New York Travel: Ithaca and the Finger Lakes
As big tennis fans, we went on our annual trip to New York City to watch the US Open and on August 25, 2012 we stopped over in the city of Ithaca in the Finger Lakes, a town most famous as the home of Cornell University. Our favourite route to travel to New York City from Toronto is via Kingston and Gananoque, Ontario as there is hardly any traffic and the waits at the border crossings are minimal. It took just about 7 hours to get to our destination for the next two days.
The Finger Lakes are among the most popular vacation destinations in New York State. Located in Upstate New York, the region is made up of 11 lakes that were all gouged out by the receding glaciers after the last ice age. The most well known lakes are Seneca Lake, Keuka Lake, Canandaigua Lake and Cayuga Lake. 10 of the lakes have a north-south orientation while Oneida Lake farthest east stretches in an east-westerly direction. The cities of Buffalo, Rochester and Syracuse are close by, so this vacation region is easy to reach.
As the largest wine producing region in the state of New York, there are more than a hundred wineries that dot the pleasantly rolling landscape. There are also many apple orchards, particularly in the western portion of the region.
Located at the southern end of Cayuga Lake, Ithaca was going to be our home for the next couple of days before we moved on to New York City. This city of about 30,000 people has a pleasant Victorian-era downtown, a result of Ithaca’s growth during the 1800s when major railroads were built throughout the area. The founding of Cornell University and Ithaca College, in 1865 and 1870 respectively, also contributed to Ithaca’s expansion and made it an important hub in the central Finger Lakes region.
We had booked a room via Airbnb, but once we got to the actual address, the neighbourhood seemed rather rough around the edges, so we decided not to stay there. Instead, we booked a downtown hotel for one night and then spent one more night in an alternate Airbnb accommodation that we had found on short notice. We ended up staying just outside the town in the countryside in a gorgeous, if somewhat run down historic mansion from the early 1800s. It was a good home base to explore the region from.

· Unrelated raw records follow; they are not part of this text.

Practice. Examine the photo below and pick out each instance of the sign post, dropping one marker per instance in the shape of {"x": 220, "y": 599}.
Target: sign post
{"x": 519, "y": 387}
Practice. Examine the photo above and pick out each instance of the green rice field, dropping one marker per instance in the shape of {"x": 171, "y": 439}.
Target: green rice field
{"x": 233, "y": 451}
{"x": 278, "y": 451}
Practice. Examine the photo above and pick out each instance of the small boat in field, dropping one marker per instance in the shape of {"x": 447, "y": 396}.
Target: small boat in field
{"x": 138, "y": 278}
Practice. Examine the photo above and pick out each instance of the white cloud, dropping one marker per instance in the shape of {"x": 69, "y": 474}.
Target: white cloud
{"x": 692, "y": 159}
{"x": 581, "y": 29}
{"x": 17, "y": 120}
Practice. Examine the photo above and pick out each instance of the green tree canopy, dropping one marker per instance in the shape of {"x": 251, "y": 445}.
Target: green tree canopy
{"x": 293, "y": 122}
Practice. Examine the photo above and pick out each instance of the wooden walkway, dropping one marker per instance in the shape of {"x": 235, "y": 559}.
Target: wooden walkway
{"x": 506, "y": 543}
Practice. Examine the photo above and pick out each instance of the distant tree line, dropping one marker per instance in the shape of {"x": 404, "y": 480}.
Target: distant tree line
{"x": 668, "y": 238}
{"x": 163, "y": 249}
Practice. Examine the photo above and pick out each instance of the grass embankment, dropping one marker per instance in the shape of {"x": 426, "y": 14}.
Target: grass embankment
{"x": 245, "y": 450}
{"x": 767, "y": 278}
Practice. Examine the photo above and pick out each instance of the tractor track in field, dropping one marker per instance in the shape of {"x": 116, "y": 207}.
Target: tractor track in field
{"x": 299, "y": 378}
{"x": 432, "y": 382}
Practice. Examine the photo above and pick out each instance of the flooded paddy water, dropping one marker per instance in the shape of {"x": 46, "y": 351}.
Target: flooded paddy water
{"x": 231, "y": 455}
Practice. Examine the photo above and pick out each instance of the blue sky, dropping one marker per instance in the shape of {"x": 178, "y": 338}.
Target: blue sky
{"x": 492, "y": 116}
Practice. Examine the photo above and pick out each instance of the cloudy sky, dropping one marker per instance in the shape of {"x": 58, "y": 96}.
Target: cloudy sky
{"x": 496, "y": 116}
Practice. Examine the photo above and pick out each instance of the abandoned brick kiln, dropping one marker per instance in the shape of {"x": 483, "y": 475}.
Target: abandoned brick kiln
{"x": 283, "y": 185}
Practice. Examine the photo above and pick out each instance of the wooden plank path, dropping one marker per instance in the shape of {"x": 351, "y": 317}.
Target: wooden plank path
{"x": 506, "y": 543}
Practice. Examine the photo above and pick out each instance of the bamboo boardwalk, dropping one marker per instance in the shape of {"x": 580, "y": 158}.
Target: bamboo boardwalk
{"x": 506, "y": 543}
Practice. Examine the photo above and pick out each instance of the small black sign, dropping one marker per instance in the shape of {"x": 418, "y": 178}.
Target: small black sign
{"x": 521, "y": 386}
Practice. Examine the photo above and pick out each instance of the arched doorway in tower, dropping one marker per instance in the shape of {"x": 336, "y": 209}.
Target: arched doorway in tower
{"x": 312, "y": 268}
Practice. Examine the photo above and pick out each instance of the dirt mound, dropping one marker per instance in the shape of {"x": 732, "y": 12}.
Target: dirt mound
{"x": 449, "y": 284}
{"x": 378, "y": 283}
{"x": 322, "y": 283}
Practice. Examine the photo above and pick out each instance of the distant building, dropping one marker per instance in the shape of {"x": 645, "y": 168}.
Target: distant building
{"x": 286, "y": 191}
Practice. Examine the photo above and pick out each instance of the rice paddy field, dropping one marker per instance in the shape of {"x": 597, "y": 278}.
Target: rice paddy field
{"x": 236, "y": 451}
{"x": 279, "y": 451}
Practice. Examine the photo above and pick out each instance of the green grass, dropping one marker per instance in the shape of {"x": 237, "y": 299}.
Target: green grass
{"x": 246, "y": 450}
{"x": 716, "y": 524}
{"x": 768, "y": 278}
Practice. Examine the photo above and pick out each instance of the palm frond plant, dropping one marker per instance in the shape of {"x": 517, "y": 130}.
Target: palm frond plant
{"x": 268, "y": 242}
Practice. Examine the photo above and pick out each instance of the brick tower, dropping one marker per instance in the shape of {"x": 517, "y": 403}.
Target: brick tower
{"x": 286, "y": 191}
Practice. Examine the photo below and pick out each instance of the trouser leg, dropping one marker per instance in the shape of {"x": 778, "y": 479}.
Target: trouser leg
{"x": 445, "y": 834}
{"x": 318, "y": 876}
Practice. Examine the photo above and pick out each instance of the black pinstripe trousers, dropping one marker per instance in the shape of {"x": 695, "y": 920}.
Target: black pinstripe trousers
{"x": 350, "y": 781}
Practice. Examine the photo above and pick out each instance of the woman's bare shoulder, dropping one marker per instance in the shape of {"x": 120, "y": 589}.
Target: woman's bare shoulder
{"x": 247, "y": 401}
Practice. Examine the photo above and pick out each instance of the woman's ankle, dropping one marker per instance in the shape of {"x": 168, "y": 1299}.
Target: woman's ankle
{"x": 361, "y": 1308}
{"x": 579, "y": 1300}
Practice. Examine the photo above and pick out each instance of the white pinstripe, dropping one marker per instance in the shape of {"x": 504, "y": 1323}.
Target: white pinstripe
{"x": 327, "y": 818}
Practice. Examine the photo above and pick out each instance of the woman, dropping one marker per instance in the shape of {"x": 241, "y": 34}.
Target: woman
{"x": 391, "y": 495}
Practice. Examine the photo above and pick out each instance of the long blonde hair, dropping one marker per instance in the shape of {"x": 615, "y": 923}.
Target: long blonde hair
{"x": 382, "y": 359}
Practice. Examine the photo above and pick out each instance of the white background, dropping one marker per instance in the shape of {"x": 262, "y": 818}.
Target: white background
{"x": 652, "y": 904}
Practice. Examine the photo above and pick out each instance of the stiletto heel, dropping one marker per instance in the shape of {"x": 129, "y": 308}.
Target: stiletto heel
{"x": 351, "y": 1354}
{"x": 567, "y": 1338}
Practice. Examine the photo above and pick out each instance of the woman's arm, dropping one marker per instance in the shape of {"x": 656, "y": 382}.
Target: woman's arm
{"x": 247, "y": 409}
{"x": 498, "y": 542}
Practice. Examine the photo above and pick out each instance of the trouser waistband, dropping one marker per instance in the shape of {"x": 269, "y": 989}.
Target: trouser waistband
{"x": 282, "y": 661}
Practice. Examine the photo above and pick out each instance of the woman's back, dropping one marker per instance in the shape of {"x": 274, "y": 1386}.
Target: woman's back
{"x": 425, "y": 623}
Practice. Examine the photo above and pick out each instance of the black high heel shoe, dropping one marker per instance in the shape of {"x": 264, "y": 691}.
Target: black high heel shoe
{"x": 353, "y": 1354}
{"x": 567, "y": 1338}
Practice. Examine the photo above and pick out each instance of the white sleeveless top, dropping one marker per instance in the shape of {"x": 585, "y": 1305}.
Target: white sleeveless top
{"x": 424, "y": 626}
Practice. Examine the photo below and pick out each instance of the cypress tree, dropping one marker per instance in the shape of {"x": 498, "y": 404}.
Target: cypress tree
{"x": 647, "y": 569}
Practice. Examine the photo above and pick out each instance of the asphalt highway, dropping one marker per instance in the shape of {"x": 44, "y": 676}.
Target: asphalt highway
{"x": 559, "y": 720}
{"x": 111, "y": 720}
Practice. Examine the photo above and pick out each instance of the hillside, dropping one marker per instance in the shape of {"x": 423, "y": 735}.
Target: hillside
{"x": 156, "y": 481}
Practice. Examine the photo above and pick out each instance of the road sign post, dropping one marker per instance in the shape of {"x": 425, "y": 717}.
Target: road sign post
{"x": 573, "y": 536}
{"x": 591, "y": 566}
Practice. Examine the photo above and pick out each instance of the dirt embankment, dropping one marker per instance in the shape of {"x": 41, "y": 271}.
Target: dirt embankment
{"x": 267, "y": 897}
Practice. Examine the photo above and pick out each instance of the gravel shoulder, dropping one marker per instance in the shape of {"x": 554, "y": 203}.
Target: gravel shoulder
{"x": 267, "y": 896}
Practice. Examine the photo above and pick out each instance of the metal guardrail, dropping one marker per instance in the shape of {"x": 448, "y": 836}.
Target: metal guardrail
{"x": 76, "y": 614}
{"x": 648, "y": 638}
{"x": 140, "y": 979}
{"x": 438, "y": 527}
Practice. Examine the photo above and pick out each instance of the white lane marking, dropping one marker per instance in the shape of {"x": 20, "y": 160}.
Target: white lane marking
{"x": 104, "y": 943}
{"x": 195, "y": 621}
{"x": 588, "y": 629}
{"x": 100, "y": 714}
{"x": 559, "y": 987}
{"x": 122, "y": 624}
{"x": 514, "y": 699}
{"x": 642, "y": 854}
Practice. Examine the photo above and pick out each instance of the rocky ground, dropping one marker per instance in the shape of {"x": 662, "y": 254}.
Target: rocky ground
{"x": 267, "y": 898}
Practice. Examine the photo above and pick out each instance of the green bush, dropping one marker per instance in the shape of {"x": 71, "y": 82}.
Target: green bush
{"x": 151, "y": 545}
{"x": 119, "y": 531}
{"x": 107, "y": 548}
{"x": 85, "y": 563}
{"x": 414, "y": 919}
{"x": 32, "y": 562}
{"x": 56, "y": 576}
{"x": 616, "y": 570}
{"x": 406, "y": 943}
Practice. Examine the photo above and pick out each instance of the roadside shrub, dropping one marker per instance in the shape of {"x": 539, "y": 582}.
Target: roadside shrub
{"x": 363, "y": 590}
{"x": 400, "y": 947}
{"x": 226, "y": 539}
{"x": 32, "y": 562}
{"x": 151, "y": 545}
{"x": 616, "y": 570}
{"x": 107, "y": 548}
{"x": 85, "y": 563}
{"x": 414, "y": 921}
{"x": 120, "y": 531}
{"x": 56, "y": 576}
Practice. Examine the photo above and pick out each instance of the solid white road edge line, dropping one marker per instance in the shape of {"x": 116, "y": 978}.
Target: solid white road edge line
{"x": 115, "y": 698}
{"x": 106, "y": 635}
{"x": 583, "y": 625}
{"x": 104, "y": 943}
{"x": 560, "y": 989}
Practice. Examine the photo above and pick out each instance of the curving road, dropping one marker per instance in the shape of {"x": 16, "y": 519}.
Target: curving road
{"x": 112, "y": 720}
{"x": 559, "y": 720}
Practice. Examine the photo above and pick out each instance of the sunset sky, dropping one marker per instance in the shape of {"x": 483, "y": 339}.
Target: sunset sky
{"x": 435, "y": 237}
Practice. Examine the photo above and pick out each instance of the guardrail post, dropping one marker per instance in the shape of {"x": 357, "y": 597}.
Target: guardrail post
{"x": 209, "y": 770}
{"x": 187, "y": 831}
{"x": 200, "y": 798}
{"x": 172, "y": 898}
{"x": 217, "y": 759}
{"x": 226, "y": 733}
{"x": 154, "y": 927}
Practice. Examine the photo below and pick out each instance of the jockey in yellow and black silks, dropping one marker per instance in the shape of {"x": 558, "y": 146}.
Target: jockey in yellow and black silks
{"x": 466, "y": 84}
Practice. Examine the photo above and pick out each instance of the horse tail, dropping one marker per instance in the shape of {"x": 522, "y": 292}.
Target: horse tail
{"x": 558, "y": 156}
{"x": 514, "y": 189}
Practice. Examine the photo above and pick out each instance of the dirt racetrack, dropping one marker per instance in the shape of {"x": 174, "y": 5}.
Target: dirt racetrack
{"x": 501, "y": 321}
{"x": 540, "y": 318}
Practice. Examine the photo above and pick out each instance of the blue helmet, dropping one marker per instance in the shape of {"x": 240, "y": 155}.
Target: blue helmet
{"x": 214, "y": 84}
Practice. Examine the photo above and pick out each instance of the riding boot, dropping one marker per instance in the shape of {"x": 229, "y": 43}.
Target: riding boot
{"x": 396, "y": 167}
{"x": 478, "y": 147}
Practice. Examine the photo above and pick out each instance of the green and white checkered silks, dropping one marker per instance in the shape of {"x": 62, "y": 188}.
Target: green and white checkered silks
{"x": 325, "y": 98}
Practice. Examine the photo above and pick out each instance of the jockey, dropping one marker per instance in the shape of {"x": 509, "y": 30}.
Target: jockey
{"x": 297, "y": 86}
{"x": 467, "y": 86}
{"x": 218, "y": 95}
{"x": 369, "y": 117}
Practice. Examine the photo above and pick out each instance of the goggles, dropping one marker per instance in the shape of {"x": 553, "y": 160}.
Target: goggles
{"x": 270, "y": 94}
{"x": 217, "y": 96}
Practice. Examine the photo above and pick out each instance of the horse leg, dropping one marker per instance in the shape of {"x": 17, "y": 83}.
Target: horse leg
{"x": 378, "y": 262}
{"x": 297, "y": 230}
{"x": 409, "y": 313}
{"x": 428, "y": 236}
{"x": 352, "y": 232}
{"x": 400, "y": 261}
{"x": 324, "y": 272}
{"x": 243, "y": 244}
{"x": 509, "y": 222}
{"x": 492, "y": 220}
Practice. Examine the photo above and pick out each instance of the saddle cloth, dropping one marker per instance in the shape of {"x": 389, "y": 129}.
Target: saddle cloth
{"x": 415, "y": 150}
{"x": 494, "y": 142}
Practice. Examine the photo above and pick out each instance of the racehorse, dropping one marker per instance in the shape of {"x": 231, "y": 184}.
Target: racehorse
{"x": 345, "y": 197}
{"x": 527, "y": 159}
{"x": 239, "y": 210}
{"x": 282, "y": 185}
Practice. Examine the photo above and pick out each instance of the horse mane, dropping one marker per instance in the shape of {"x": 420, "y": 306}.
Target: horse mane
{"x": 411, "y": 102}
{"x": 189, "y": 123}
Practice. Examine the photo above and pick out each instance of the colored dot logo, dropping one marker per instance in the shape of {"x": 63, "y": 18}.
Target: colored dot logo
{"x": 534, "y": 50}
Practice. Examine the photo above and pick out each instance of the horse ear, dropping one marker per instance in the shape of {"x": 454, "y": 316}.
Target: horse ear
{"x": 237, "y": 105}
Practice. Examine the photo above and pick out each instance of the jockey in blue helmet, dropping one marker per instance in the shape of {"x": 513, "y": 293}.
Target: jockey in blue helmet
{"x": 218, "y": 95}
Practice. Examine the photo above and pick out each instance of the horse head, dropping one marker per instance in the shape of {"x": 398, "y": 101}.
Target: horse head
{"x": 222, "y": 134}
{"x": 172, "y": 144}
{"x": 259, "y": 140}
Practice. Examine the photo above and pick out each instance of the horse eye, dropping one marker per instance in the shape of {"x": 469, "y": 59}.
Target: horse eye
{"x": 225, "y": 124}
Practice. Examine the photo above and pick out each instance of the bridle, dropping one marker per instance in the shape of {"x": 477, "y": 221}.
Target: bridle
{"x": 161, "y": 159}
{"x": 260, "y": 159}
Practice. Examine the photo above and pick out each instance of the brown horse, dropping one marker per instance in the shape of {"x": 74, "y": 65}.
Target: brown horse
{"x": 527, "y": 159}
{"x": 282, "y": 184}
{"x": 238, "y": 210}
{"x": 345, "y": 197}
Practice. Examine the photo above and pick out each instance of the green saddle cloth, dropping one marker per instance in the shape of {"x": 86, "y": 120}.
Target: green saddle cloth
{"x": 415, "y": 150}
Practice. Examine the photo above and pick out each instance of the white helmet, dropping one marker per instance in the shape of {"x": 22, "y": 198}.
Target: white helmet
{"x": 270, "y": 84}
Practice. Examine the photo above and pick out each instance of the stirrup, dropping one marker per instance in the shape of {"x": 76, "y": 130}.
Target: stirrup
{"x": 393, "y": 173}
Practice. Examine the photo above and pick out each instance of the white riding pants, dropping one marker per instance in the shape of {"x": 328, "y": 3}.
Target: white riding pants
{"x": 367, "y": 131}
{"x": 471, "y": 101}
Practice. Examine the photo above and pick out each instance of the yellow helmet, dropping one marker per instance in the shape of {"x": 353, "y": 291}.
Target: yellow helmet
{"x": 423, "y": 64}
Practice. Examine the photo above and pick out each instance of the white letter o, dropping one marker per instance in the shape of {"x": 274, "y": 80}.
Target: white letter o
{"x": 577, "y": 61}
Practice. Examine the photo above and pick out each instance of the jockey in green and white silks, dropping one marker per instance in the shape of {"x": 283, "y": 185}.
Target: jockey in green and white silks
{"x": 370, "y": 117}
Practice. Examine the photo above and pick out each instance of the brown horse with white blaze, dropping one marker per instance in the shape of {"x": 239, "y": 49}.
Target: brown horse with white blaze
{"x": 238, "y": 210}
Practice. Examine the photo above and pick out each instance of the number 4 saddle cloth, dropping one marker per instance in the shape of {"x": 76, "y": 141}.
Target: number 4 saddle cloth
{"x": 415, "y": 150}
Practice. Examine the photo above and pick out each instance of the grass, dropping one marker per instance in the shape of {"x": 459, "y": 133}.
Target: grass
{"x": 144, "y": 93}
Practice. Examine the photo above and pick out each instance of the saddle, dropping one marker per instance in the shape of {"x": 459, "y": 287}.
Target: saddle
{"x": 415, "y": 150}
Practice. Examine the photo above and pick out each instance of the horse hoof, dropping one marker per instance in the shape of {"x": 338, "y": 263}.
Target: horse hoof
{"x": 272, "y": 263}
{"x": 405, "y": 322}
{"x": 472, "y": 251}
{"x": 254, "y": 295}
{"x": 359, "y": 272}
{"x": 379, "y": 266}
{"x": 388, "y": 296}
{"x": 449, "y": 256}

On our first day we went golfing outside of town at Hillendale Golf Course, one of the area’s affordable golf courses. While my husband watched football, I headed into town and decided to rent a bicycle and started to explore the city on two wheels. I rode through the historic downtown up the hill to Lake View Cemetery where I admired some very impressive tombs. Then I came down the hill and grabbed a very late lunch at a lovely bakery called Collegetown Bagels, where I watched the action on the street from the outdoor patio.
In the evening we headed out again, and after dinner we enjoyed a relaxing stroll through Ithaca Commons, an outdoor pedestrian mall that covers two blocks of late 19th century buildings right in the heart of downtown Ithaca. It features a variety of shops, galleries and restaurants and provides a pleasant traffic-free environment with benches to sit down and cobble-stoned streets. Ithaca Commons has lots of impressive public art and sculptures. On this warm evening, we strolled past a few musicians playing the guitar; Ithaca Commons also hosts various festivals and organized musical performances throughout the year.
A bit tired from our 7 hour drive we retreated to our country estate and got ready for another day in the Finger Lakes for which I had planned a visit to Cornell University.